Ich hätte zunächst gedacht, Jesse würde sich dafür entschuldigen, dass er heute Morgen einfach weg war und nicht mit mir gefrühstückt hat. Ich war gerade dabei, ihn darauf anzusprechen, aber dann dachte ich mir, dass so eine einmalige Sache nicht so wichtig sei und beschloss dann, mit ihm nach draußen zu gehen.

Auf dem Campus gingen wir an den einzelnen Ständen vorbei. Es gab Sprach-Clubs wie Spanisch, Chinesisch, Deutsch und vieles mehr. Es gab Schach-Clubs, Sportangebote, Kunstkurse, den Theaterclub, A-Capella-Clubs, den Debattierclub und schließlich kamen wir bei einem Harry-Potter-Fanclub an.

Jesse rannte sofort hin und er hatte sich auch sofort mit den anderen Fanatikern angefreundet.

Ich ließ ihn bei seinen 'Artgenossen' und schaute mich weiter um.

Um die ganzen Stände liefen die Typen von vorhin rum. Die Kappa-Alpha-Studenten.

Ich holte den Flyer, den mir ein Mitglied gegeben hat, hervor und betrachtete ihn genau.
Da stand im Grunde dasselbe drauf, was sie im Wohnheim laut posaunt hatten.

Als letztes erwähnten sie auf dem Flyer, dass die Party, zu der mich Olivia gebeten hatte, im größten Verbindungswohnheim, ein paar Kilometer weiter, stattfand. Gleich nach der Party fände dann Zeremonie zur Aufnahme von neuen Verbindungsmitgliedern statt.

Ich zögerte noch ein wenig, ob ich wirklich nur wegen Olivia Mitglied werden sollte. Ich wollte dadurch nicht meinen Ruf in der Zukunft schaden, wenn es Zwischenfälle geben sollte.

Ich blendete meine Gedanken fürs Erste aus und ging weiter durch die Stände.

Irgendwann packte plötzlich eine Hand meine Schulter, die mich zum Umdrehen bewegte.

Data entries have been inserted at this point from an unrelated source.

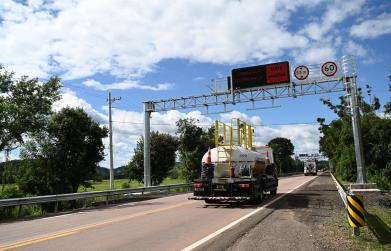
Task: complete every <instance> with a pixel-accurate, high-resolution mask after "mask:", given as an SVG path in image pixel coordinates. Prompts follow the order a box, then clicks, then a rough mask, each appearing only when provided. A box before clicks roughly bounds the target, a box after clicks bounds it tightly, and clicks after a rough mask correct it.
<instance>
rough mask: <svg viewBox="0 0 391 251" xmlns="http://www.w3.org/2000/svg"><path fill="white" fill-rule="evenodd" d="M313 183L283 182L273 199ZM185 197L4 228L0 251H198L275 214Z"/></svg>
mask: <svg viewBox="0 0 391 251" xmlns="http://www.w3.org/2000/svg"><path fill="white" fill-rule="evenodd" d="M314 178H316V177H306V176H301V175H300V176H294V177H285V178H281V179H280V183H279V187H278V195H277V197H282V196H285V195H286V193H288V192H290V191H291V190H292V189H295V188H297V187H299V186H301V185H303V184H305V183H307V182H309V181H310V180H312V179H314ZM189 195H190V194H181V195H176V196H170V197H164V198H159V199H153V200H148V201H140V202H133V203H127V204H121V205H118V206H114V207H110V208H100V209H93V210H86V211H80V212H77V213H72V214H64V215H59V216H53V217H48V218H41V219H34V220H27V221H17V222H12V223H3V224H0V250H6V249H17V250H181V249H183V248H186V247H189V246H191V245H192V244H194V243H197V241H198V244H196V245H193V246H191V247H192V248H199V247H200V245H201V246H202V243H203V242H202V241H201V242H200V240H203V239H205V237H207V236H210V235H211V234H213V233H215V232H216V231H218V230H220V229H222V228H224V227H226V226H227V225H229V224H230V223H232V222H234V221H237V220H238V219H240V218H243V217H247V216H246V215H248V214H251V213H254V211H256V213H257V214H258V213H259V212H262V211H266V210H273V208H272V209H271V208H266V207H265V205H268V203H269V204H270V202H271V201H272V200H275V199H276V197H271V196H270V197H267V198H266V199H265V201H264V203H262V204H260V205H245V204H237V205H221V206H208V207H205V204H204V202H202V201H188V200H187V197H188V196H189ZM243 225H245V224H244V223H243V224H242V226H243ZM223 234H225V232H224V233H223ZM215 235H216V233H215Z"/></svg>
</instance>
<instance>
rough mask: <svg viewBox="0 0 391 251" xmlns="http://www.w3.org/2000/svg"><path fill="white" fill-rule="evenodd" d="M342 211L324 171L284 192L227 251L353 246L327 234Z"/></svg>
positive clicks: (347, 233) (332, 229)
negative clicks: (344, 242) (248, 230)
mask: <svg viewBox="0 0 391 251" xmlns="http://www.w3.org/2000/svg"><path fill="white" fill-rule="evenodd" d="M344 212H345V209H344V206H343V203H342V202H341V200H340V198H339V195H338V192H337V190H336V188H335V185H334V183H333V181H332V179H331V177H330V175H329V174H328V173H325V174H322V175H320V176H319V177H318V178H316V179H315V180H313V181H312V182H310V183H309V184H308V185H306V186H305V187H303V188H301V189H300V190H298V191H296V192H295V193H293V194H289V195H287V197H286V200H285V202H284V203H283V205H282V206H281V207H279V208H278V209H276V210H275V211H274V212H273V213H272V214H271V215H269V216H268V217H267V218H266V219H264V220H263V221H262V222H260V223H259V224H258V225H257V226H256V227H255V228H253V229H252V230H250V231H249V232H248V233H247V234H245V235H244V236H243V237H241V238H240V239H238V240H237V241H236V242H235V243H234V245H233V246H232V247H231V248H229V250H231V251H233V250H241V251H243V250H350V249H354V247H353V246H351V244H350V243H349V242H347V243H344V242H343V239H344V238H341V239H336V236H335V235H330V234H327V233H334V231H335V225H333V224H331V223H332V222H334V221H335V217H336V216H340V215H344ZM329 222H330V223H329ZM345 225H346V221H345ZM337 228H338V225H337ZM265 229H267V231H265ZM347 234H348V236H349V234H350V233H347ZM337 238H338V237H337Z"/></svg>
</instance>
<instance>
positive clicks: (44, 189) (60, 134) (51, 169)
mask: <svg viewBox="0 0 391 251" xmlns="http://www.w3.org/2000/svg"><path fill="white" fill-rule="evenodd" d="M104 137H107V129H106V128H101V127H100V126H99V124H98V123H96V122H94V121H93V120H92V119H91V118H90V117H89V116H88V115H87V114H86V113H85V112H84V111H83V110H82V109H80V108H78V109H72V108H64V109H62V110H61V111H59V112H58V113H56V114H54V115H53V116H52V117H51V118H50V120H49V123H48V126H47V131H46V132H45V133H42V134H40V135H36V137H35V138H34V139H33V140H31V141H30V142H29V143H28V144H27V145H26V147H25V148H24V149H23V151H22V153H21V156H22V157H23V158H24V159H26V160H28V161H26V165H24V166H23V167H22V168H21V170H20V175H19V178H18V180H17V183H18V185H19V187H20V189H21V190H22V191H24V192H26V193H32V194H36V195H43V194H56V193H72V192H77V190H78V187H79V185H84V186H88V180H91V179H93V178H95V176H96V167H97V165H98V163H99V162H100V161H102V160H103V159H104V152H103V150H104V145H103V142H102V138H104Z"/></svg>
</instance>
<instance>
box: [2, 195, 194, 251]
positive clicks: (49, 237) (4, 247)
mask: <svg viewBox="0 0 391 251" xmlns="http://www.w3.org/2000/svg"><path fill="white" fill-rule="evenodd" d="M196 202H197V201H187V202H183V203H179V204H175V205H172V206H169V207H163V208H158V209H154V210H150V211H145V212H140V213H136V214H131V215H126V216H122V217H118V218H114V219H111V220H107V221H101V222H98V223H93V224H87V225H83V226H80V227H75V228H71V229H66V230H62V231H58V232H54V233H50V234H46V235H43V236H39V237H35V238H32V239H29V240H24V241H17V242H14V243H9V244H5V245H2V246H0V251H2V250H8V249H12V248H18V247H23V246H27V245H31V244H34V243H39V242H43V241H47V240H52V239H56V238H60V237H64V236H68V235H72V234H76V233H78V232H80V231H83V230H87V229H91V228H97V227H101V226H104V225H108V224H113V223H117V222H121V221H126V220H130V219H133V218H136V217H140V216H145V215H149V214H154V213H159V212H163V211H166V210H170V209H173V208H177V207H181V206H185V205H190V204H194V203H196Z"/></svg>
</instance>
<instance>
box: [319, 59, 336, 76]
mask: <svg viewBox="0 0 391 251" xmlns="http://www.w3.org/2000/svg"><path fill="white" fill-rule="evenodd" d="M328 63H332V64H333V65H334V66H335V72H334V73H333V74H326V73H325V72H324V71H323V66H324V65H325V64H328ZM321 69H322V73H323V74H324V75H325V76H327V77H332V76H334V75H335V74H336V73H337V71H338V66H337V64H336V63H335V62H333V61H327V62H325V63H323V64H322V68H321Z"/></svg>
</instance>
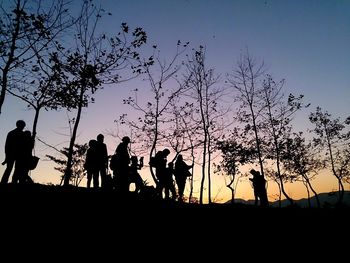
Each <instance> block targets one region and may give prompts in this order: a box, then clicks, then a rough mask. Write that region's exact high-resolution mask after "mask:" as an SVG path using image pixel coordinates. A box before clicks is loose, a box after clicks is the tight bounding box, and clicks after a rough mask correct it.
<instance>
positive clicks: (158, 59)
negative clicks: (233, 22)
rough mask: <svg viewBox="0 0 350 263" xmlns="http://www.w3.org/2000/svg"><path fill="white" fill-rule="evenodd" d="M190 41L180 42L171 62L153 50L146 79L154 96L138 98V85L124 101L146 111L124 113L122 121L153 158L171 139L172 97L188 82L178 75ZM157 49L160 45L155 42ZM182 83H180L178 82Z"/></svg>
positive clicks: (171, 60)
mask: <svg viewBox="0 0 350 263" xmlns="http://www.w3.org/2000/svg"><path fill="white" fill-rule="evenodd" d="M187 45H188V43H185V44H182V43H181V42H180V41H178V43H177V47H176V53H175V55H174V56H173V57H172V58H171V60H170V62H166V61H163V60H162V59H161V58H160V54H159V52H158V54H153V56H152V57H151V58H150V59H148V61H147V62H145V63H143V71H144V72H145V77H144V80H145V81H147V82H148V83H149V85H150V94H152V98H153V100H151V101H148V102H147V103H146V105H143V101H139V99H138V96H137V95H138V89H136V90H134V92H135V95H134V96H133V97H131V96H130V97H129V98H127V99H125V100H124V104H127V105H130V106H131V107H132V108H133V109H134V110H136V111H137V112H139V113H141V114H143V116H140V117H139V119H138V120H137V121H133V120H129V119H128V116H127V115H126V114H123V115H122V116H121V117H120V120H119V121H118V122H120V123H122V124H126V125H128V126H129V129H132V130H133V131H134V132H135V131H136V132H135V137H134V142H135V143H137V142H139V143H140V144H142V148H144V149H149V159H151V157H152V156H153V155H155V153H156V151H157V146H160V145H162V146H166V145H168V144H167V142H169V140H168V137H167V136H169V134H168V133H166V130H168V129H169V125H170V124H171V123H172V119H171V117H170V116H169V114H168V113H169V109H170V105H171V103H172V101H173V100H174V99H175V98H176V97H178V96H179V95H180V94H181V93H182V92H183V91H184V88H185V87H184V86H183V85H181V84H180V83H178V82H177V81H176V75H177V73H178V71H179V70H180V66H181V63H180V62H179V59H181V55H182V54H183V53H184V52H185V51H186V48H187ZM154 50H155V52H156V46H154ZM153 62H154V63H153ZM169 83H172V84H174V83H175V84H174V85H175V88H169V87H168V86H170V84H169ZM177 84H178V85H177ZM150 173H151V175H152V178H153V180H154V182H155V184H156V185H158V179H157V178H156V176H155V173H154V171H153V169H152V167H151V166H150Z"/></svg>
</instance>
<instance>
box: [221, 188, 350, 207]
mask: <svg viewBox="0 0 350 263" xmlns="http://www.w3.org/2000/svg"><path fill="white" fill-rule="evenodd" d="M338 194H339V193H338V192H329V193H319V194H318V199H319V201H320V204H321V207H332V206H334V205H335V204H336V203H337V201H338ZM230 202H231V200H229V201H227V202H226V203H230ZM294 202H295V204H296V205H297V206H299V207H304V208H308V207H309V202H308V199H307V198H302V199H299V200H294ZM235 203H242V204H247V205H254V200H244V199H240V198H237V199H235ZM310 203H311V207H317V202H316V197H315V196H312V197H311V198H310ZM343 204H344V205H346V206H349V207H350V191H345V192H344V198H343ZM289 205H290V202H289V201H288V200H287V199H283V200H282V201H281V207H287V206H289ZM270 206H271V207H279V201H274V202H270Z"/></svg>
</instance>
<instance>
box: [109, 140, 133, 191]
mask: <svg viewBox="0 0 350 263" xmlns="http://www.w3.org/2000/svg"><path fill="white" fill-rule="evenodd" d="M129 143H130V138H129V137H127V136H125V137H123V138H122V142H121V143H120V144H119V145H118V147H117V149H116V150H115V156H114V158H115V164H113V165H114V166H115V167H114V170H113V169H112V170H113V180H114V187H115V189H116V190H117V191H119V193H121V194H126V193H128V192H129V172H130V167H129V164H130V154H129V150H128V145H129ZM112 158H113V156H112Z"/></svg>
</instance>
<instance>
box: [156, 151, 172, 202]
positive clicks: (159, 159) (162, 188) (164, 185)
mask: <svg viewBox="0 0 350 263" xmlns="http://www.w3.org/2000/svg"><path fill="white" fill-rule="evenodd" d="M169 154H170V151H169V149H164V150H163V151H161V152H157V154H156V156H155V157H156V177H157V179H158V184H157V187H156V191H157V194H158V196H159V197H160V198H162V197H163V194H162V193H163V189H165V187H166V186H167V173H168V171H167V167H166V164H167V159H166V158H167V156H168V155H169Z"/></svg>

Es war diese Rebecca, die mit Olivia im Zimmer wohnte und die ihrer verärgerten Miene nach zu urteilen immer noch sauer auf Jesse und mich war, nachdem sie gemerkt hat, dass wir sie ausspioniert haben.

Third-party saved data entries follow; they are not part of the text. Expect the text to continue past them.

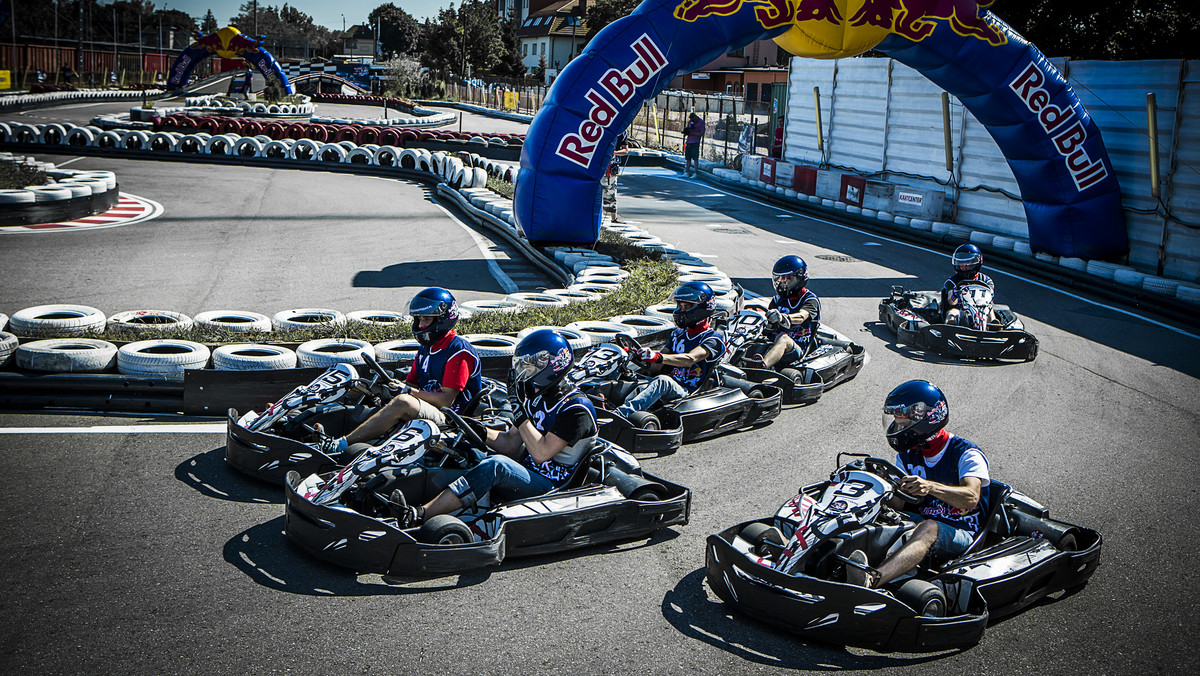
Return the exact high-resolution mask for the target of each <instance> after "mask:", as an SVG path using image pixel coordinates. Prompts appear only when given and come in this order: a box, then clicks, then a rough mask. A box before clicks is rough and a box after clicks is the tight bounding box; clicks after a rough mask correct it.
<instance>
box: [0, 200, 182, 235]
mask: <svg viewBox="0 0 1200 676" xmlns="http://www.w3.org/2000/svg"><path fill="white" fill-rule="evenodd" d="M120 195H121V198H120V201H118V203H116V207H113V208H112V209H109V210H108V211H104V213H103V214H96V215H95V216H88V217H86V219H77V220H74V221H64V222H61V223H37V225H32V226H0V234H6V233H29V232H64V231H85V229H97V228H119V227H121V226H132V225H133V223H140V222H143V221H149V220H151V219H157V217H158V216H160V215H161V214H162V204H158V203H157V202H155V201H154V199H146V198H145V197H138V196H136V195H128V193H125V192H122V193H120Z"/></svg>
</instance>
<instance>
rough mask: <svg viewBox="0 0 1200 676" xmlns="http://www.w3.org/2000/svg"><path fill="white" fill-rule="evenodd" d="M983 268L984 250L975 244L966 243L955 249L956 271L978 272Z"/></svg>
mask: <svg viewBox="0 0 1200 676" xmlns="http://www.w3.org/2000/svg"><path fill="white" fill-rule="evenodd" d="M982 268H983V252H982V251H979V247H978V246H976V245H973V244H964V245H962V246H960V247H958V249H955V250H954V270H955V271H956V273H964V274H966V273H978V271H979V270H980V269H982Z"/></svg>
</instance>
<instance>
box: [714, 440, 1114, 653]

„Hör mal zu, du Stalker", fing sie laut an, „du hältst dich besser fern von mir und meiner Mitbewohnerin, ansonsten werde ich dafür sorgen, dass es dir auf dem College kein Spaß mehr macht!"

Ich schaute in allen Seiten. Einige sahen mir dabei zu, wie ich gerade zur Schnecke gemacht wurde und das war mir furchtbar unangenehm.

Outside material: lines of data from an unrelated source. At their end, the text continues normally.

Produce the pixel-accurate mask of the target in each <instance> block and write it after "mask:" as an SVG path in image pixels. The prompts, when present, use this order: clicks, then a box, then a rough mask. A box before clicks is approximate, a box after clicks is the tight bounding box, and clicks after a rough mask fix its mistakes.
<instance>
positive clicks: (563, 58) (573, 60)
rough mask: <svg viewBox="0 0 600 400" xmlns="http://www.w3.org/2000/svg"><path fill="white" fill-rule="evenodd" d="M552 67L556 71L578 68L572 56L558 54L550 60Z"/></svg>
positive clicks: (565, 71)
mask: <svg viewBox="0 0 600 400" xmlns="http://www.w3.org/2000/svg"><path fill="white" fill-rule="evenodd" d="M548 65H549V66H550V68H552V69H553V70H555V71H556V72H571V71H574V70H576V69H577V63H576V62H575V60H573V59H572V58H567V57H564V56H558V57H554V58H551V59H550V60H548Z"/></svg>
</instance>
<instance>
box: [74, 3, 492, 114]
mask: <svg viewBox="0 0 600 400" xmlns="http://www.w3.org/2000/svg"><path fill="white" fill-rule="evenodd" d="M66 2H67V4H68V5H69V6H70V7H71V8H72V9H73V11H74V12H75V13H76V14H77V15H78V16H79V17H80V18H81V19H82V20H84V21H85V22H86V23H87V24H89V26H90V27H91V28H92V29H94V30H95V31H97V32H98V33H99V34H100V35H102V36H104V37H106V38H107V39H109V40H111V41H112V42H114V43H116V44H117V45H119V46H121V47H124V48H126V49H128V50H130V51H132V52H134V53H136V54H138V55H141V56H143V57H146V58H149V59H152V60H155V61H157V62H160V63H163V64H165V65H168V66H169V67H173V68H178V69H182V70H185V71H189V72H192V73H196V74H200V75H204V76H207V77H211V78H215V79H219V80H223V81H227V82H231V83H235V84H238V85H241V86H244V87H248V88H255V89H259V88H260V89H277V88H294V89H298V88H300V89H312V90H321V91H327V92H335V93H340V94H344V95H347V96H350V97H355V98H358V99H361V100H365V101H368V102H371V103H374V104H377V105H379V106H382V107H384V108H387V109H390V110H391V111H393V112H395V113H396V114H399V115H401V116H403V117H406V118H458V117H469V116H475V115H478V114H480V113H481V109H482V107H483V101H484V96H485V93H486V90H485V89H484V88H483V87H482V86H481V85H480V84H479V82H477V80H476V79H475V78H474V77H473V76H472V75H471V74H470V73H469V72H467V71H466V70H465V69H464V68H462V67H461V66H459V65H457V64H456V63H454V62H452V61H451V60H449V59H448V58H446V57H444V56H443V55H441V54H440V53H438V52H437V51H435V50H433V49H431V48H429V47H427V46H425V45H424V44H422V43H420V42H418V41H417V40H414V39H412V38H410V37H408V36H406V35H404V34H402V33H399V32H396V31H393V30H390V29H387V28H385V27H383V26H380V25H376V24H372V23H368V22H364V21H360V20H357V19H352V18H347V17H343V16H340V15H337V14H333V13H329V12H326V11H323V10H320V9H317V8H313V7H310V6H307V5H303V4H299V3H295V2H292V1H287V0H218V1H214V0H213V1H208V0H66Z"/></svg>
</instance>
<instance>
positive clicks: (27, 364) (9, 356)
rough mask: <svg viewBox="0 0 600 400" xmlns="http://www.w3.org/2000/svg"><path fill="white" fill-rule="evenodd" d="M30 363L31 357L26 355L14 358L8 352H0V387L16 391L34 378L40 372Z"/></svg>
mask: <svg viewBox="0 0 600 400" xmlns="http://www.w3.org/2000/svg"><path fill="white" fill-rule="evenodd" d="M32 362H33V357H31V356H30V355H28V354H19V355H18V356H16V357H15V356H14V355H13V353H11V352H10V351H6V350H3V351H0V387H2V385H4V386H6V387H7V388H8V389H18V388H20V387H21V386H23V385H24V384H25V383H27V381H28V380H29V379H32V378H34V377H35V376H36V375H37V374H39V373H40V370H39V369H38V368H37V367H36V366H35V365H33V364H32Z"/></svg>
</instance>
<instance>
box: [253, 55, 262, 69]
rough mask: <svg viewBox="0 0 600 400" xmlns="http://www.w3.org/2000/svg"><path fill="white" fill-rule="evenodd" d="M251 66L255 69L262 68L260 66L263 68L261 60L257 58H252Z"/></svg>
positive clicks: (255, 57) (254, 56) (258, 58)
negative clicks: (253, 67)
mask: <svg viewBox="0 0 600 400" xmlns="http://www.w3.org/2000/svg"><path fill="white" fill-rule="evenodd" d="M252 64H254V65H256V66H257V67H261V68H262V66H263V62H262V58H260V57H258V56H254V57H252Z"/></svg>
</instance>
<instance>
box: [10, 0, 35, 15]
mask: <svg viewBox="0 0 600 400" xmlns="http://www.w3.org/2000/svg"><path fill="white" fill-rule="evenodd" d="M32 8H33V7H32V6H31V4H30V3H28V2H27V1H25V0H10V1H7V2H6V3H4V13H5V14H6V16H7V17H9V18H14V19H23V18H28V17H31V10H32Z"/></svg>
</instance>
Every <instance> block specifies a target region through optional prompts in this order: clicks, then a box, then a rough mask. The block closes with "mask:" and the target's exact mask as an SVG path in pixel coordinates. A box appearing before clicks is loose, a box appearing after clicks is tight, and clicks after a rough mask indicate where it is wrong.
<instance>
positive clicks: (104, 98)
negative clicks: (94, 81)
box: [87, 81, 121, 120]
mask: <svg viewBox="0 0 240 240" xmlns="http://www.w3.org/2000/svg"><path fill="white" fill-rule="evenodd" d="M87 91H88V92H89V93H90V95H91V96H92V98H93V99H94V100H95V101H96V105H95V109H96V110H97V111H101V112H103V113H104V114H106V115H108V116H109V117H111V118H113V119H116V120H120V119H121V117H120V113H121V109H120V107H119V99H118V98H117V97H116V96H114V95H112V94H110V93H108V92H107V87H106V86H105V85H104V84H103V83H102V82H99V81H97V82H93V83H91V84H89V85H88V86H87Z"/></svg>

„Reg dich bitte nicht auf, ich wollte euch wirklich nicht stalken, es lag nicht an dir, sondern an Olivia."

Rebecca machte auf einmal einen überraschten Blick und fragte: „Was, du stehst auf meine Mitbewohnerin?"

Sie wusste es nicht? Ich dachte, neulich auf dem Gang ihres Wohnheims wäre es Rebecca klar gewesen. Wie sollte ich mich jetzt bitte fühlen?